Diese geldpolitische Offensive geht auf die am 26.07 2012 in London durch Mario Draghi angekündete Strategie zurück: „Within our mandate, the ECB is ready to do whatever it takes to preserve the euro. And believe me, it will be enough.“ („Im Rahmen unseres Mandats ist die EZB bereit, alles Notwendige zu tun, um den Euro zu erhalten. Und glauben Sie mir, es wird genug sein.“)
Am 06.09.2012 wurden die Modalitäten der in Aussicht gestellten Outright Monetary Transactions (OMT) (geldpolitische Outright-Geschäfte) durch den EZB-Rat beschlossen. Gegenüber diesen OMT ist das am 22.06.2015 beschlossene, „erweiterte Programm zum Ankauf von Vermögenswerten“ (Expanded Asset-Purchase Programme, EAPP) zu unterscheiden. Im Mittelpunkt dieses EAPP vor allem zur Abwendung von Deflationsrisiken und zur Senkung der Realzinsen steht der Ankauf der Staatsanleihen von Mitgliedsländern durch die EZB allerdings ausschließlich auf den Sekundärmärkten.
Ziel dieses Ankaufprogramms von Staatsanleihen
Begründet wird der Ankauf der auf den Sekundärmärkten gehandelten Staatsanleihen im Eigentum der Banken mit den gewollten Wirkungen: Die Realzinsen senken und durch billige Liquidität für die Banken den Anreiz der Kreditvergabe an Investoren erhöhen. Im Mittelpunkt steht die Bekämpfung der Deflation und damit die Erhöhung der Inflationsrate in Richtung des Ziels „unter, unter, aber nahe 2%“.
Verfassungsklage vor dem Bundesverfassungsgericht (BVerG)
Zu den Klägern gehören radikale Gegner des Euro-Systems wie Bernd Lucke, Peter Gauweiler und Hans-Olaf Henkel. Ihrer Auffassung nach sind wegen Art 123 AEUV die bisherigen Ankäufe von Staatsanleihen verfassungswidrig, denn es handle sich um eine Finanzierung der Staatsschulden durch die EZB (geldpolitische Staatsfinanzierung).
Ablauf:
- Nach einer Anhörung hält das BVerG im Urteil vom 18.07.2017 fest:
- Die Kläger erhalten Recht. Der EZB-Ankauf jeglicher Art von Staatsanleihen ist auch bezogen auf das Grundgesetz verfassungswidrig.
- Allerdings wird wegen EU-rechtlicher Grundfragen die Entscheidung zur „Vorabentscheidung dem EUGH“ vorgelegt.
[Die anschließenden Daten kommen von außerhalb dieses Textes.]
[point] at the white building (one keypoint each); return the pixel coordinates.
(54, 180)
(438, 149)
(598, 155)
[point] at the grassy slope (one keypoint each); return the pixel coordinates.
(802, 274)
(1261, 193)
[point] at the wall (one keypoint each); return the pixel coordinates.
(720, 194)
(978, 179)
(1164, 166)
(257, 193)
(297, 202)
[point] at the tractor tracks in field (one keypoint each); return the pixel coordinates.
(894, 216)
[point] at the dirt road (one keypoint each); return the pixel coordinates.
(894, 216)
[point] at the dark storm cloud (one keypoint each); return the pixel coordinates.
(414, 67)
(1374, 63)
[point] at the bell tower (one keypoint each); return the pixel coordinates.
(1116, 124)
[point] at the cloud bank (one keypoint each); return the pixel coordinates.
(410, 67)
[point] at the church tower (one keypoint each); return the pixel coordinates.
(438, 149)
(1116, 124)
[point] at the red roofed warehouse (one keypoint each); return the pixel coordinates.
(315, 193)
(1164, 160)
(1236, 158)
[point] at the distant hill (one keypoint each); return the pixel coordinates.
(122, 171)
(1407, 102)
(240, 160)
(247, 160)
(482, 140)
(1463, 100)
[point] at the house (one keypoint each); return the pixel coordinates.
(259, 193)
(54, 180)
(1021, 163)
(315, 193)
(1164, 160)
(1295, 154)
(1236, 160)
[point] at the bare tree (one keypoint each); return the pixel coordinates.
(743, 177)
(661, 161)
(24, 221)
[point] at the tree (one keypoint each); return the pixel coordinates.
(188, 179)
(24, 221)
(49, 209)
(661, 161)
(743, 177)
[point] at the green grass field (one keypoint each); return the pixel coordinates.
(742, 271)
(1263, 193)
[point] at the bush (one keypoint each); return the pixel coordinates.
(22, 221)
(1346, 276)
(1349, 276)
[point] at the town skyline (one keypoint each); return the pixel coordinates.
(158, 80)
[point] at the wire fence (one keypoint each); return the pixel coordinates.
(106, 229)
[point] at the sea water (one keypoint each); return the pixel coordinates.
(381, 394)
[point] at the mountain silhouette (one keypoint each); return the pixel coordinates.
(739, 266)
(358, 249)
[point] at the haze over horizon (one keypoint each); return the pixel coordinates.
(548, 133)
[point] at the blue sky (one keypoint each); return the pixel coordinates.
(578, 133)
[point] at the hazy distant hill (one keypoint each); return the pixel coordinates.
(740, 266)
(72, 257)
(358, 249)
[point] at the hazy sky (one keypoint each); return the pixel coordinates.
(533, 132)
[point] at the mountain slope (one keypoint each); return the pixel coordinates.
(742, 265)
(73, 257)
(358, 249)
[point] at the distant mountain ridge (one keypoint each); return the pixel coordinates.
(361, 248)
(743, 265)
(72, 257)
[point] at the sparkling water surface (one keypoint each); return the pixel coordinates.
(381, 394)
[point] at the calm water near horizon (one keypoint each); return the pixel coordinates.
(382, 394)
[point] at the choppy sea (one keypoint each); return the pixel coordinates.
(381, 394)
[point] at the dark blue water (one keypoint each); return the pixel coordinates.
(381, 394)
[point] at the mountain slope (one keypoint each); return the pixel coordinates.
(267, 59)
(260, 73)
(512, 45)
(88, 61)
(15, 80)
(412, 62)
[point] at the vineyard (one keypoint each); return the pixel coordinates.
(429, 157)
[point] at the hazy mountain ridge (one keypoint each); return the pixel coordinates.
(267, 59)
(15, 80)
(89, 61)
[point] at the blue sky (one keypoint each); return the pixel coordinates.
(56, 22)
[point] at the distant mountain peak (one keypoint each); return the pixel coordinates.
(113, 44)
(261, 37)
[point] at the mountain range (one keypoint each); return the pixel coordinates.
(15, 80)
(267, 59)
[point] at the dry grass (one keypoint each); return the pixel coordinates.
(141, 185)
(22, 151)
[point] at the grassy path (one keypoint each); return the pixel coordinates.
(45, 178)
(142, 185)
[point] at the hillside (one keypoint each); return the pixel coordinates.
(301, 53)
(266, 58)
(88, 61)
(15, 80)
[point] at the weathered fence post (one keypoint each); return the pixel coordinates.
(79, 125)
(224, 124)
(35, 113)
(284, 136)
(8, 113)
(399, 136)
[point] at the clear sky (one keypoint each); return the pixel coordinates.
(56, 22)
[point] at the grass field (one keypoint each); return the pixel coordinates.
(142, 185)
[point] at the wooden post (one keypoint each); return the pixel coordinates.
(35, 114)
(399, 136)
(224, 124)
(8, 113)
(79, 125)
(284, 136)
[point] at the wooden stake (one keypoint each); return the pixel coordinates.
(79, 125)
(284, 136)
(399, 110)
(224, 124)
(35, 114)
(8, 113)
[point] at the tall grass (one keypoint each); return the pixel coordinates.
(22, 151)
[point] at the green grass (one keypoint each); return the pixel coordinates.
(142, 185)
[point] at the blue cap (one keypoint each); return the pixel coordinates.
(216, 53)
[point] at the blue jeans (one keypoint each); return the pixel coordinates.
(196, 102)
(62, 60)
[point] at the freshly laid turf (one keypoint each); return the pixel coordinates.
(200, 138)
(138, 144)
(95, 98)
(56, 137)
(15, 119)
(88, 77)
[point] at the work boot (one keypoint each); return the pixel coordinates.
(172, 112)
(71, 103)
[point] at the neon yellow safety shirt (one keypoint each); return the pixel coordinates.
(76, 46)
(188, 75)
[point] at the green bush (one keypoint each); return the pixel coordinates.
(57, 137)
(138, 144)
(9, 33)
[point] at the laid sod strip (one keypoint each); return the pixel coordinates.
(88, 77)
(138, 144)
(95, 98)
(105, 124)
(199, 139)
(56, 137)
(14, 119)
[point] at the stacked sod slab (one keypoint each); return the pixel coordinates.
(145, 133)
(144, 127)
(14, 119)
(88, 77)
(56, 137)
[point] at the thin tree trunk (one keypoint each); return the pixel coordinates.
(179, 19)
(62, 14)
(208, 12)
- Der EUGH stellt mit seinem Urteil vom 11.12.2018 gegen das BVerG die Verfassungskonformität der Käufe von Staatsanleihen durch die EZB im Rahmen Art. 123 AEUV fest. In diesem Urteil wird betont, dass die durch die EZB vorgegebenen Ziele durchaus erreicht worden seien. Vor allem wird die gelungene Stabilisierung des Eurosystems hervorgehoben. Damit habe die EZB ihren geldpolitischen Auftrag erfüllt.
- Am Dienstag, dem 05.05.2020, hat das BVerG die oben bewertete Entscheidung getroffen.
Hinweis zum bisherigen Verhalten die EZB
Bisher hat sich die EZB hat durch den Verfassungsstreit nicht aufhalten lassen und ihre Ankaufaktivitäten ausgeweitet.
- In der EZB-Bilanz belief sich im März 2020 der Gesamtbestand gekaufter Staatsanleihen (PPBS) auf knapp 2,136 Billionen Euro. Dagegen fallen die Ankäufe von gedeckten Schuldverschreibungen, von Asset-Backed-Securities und Unternehmensanleihen im Gesamtankaufprogramm (EAAP) deutlich geringer aus. Insgesamt werden seit November 2019 wieder monatlich pro Monat 20 Mrd. Euro für Ankäufe durch die EZB ausgegeben.
- Mit dem Mitte März beschlossenen Pandemie-Notfallankaufprogramm (Pandemic Emergency Purchase Programme – PEPP) wird ein Zusatzvolumen für den Ankauf von staatlichen Wertpapieren im Umfang von 750 Mrd. Euro hinzugefügt. Das gilt solange, bis „die Phase der Coronavirus-/COVID-19-Krise überstanden ist, keinesfalls jedoch vor Jahresende bis Ende 2020“. Damit werden zusätzlich in großem Umfang auch Staatsanleihen aufgekauft. Übrigens sind bei diesem Programm erstmals wieder griechische Staatsanleihen durch die EZB dezentral kaufbar. Die Verteilung auf die einzelnen Länder erfolgt allerdings nach dem jeweiligen Kapitalschlüssel der nationalen Zentralbanken.